After spending a couple evenings with my new friend, Mr. Doom 3, I have to highly recommend the game. I am especially impressed by the scalability of the graphics engine. Even on my mediocre system, I could get FSAA 2x and high level detail to work acceptably.
I haven't played much multi-player but what I do see is that they are using shadow and light to spectacular affect.
I have spent most of my time going though the single player game. And it is truly creepy and scary. While the story is trite, who cares? I wanna kill demons and imps and zombies!
Final verdict? I highly recommend it...
I spent an hour with John Carmack's latest creation this evening. The start of the game is surprisingly slow...it lets you walk around and really start to buy into the story. By the time the monsters started to jump out at me, they had lulled me into a sense of security. Impressively, the game runs well on my middle of the road system:
- 2 Ghz P4
- ATI 9600XT with 128 Megs of Video Memory
- 1 Gig of Memory
- A slowish 5400 RPM Harddrive
While I couldn't push up all the resolutions or FSAA, I was getting 20-30 FPS at 1024x768. The graphic engine is quite scalable. I can't wait to see how it looks on a real system.

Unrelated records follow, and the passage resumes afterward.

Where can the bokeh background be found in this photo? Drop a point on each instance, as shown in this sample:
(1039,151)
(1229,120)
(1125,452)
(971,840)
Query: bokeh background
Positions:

If you're sick of those annoying M$ and Bill Gates/Borg icons, you'll probably like to hit penguins with baseball bats...enjoy.
Call of Duty is truly the most immersive game I have ever played. I have found myself ducking away from the monitor during mortar attacks. If you're into FPS games at all, you
have to check it out.
When I saw the recently announcement on MSDN about Quake II in Managed C++ I got very excited. A port to Managed DirectX? Nope...
As the white paper on the project attests, the real magic of the project is an integration of Managed and Unmanaged code. By mixing the Unmanaged Quake II C/C++ code with new Managed code that provides a heads up display, Vertigo Software has proved how well Managed C++ can integrate Managed and Unmanaged code.
What this white paper details is how they ported the Quake II C code to C++ as well as the Managed Extensions. It is well worth a look...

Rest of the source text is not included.